Managing saliva problems
Motor neurone disease (MND) is a progressive and terminal disease that attacks the motor neurones, or nerves, in the brain and spinal cord.
Many people with MND will experience problems with saliva, which can be difficult to control. All management options should be explored, as it is often a case of trial and error to find the right solution.
A tool can be used to assess the scale and impact of saliva problems. Research has highlighted the clinical saliva score for MND (CSS-MND) to be an easy-to-use tool to assess and reflect the impact of saliva problems, although the research has highlighted some areas for the improvement of this tool.
The consultant or specialist nurse will usually manage saliva problems, either with:
- self-help techniques
- organising equipment/treatment.
This may vary where the specialist centre is not within easy reach. A speech and language therapist or physiotherapist may be able to provide suggestions or strategies to help with saliva control.

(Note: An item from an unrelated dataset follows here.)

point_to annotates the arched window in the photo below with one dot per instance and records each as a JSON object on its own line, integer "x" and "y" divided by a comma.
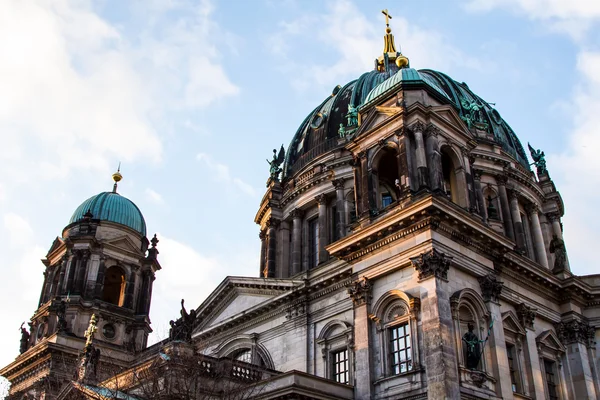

A speech and language therapist can:
- help to identify any problems that may be present. These may include poor lip seal and/or weakness in oral and facial muscles or the tongue. All of these can contribute to problems with saliva management
- give advice on different swallowing techniques that may make swallowing easier.
A physiotherapist can give advice on:
- cough management techniques, which may help to cough up thick, tenacious saliva.
- postural problems and ways to alter the person’s position. In some cases, improving posture may help to control the flow of saliva. Neck weakness and a drooping posture can cause the head to tilt forward, and saliva may flow through the lips before it can be swallowed
- head supports or neck collars, which may improve the posture of the person with MND.
If a person with MND has problems with saliva, assess the volume and viscosity of the saliva and the person’s respiratory function, swallowing, diet, posture and oral care. If a person with MND has problems with drooling of saliva (sialorrhoea), provide advice on swallowing, diet, posture, positioning, oral care and suctioning.
- Medication should always be prescribed by a doctor or a professional trained as a prescriber.
- Before medication is prescribed by an appropriate professional, the problem should be properly assessed. This is because medications that can ‘dry up’ or reduce watery saliva may lead to thick, tenacious saliva or can worsen the situation if saliva is already thick.
- Other medicines, including those available without a prescription, should never be taken without consulting a doctor, as there may be contraindications.
- Some people with MND will have an enteral feeding tube. Medication can sometimes be given through the tube, but before putting any medication through, check with a pharmacist that it won’t harden or clog the tube, or affect how well the drug works.
The following medication recommendations are from the NICE guideline on MND. For dosages please refer to British National Formulary (BNF).
- Consider a trial of antimuscarinic medicine as the first-line treatment, eg hyoscine (tablets or transdermal patches – be aware of the possible side effect of causing confusion in the elderly) glycopyrronium bromide (glycopyrrolate).
- Consider glycopyrrolate as the first-line treatment for sialorrhoea in people with MND who have cognitive impairment, because it has fewer central nervous system side effects.
- If first-line treatment for sialorrhoea is not effective, not tolerated or is contraindicated, consider referral to a specialist service for Botulinum toxin A.
Be aware that treatment with Botulinum Toxin A may have the side effect of increasing dysphagia, so some suggest only resorting to botulinum toxin injections if the person already has enteral feeding in situ. Botulinum toxin should only be administered by specialist practitioners
Another possible treatment for excessive, watery saliva is the use of radiotherapy to destroy part of the salivary glands.
Portable oral suction units are helpful if saliva builds up in the mouth.
For thick, tenacious saliva
- Review all current medicines, especially any treatments for sialorrhoea.
- Provide advice on swallowing, diet, posture, positioning, suctioning, hydration and pay attention to oral hygiene – consult district nurse.
- Consider treatment with humidification, nebulisers and carbocisteine. Carbocisteine is available as capsules or liquid, which can be administered via a feeding tube.
- Dosage of medication should be checked by a prescribing professional and changed if needed.
- Preparations such as artificial saliva sprays or gels, for example Aquoral, Biotene Oralbalance or Xerotin, can help to relieve a dry mouth. They also help to reduce odour-causing bacteria. These treatments are given using a swab around the mouth before meals or at bedtime. Some of these items are available without a prescription.
- Oral hygiene should also be checked. A district nurse may be able to help with this. The teeth, tongue and gum margins should be cleaned regularly and especially before oral medication is given.
- The amount of fluid taken in by the person with MND should be increased, whether orally or through a feeding tube. A dietitian can advise on ways to increase fluid intake.
- Some people have found that, particularly at night, rapeseed or groundnut oil (where appropriate) or ghee can be used as a lubricant when swabbed around the mouth.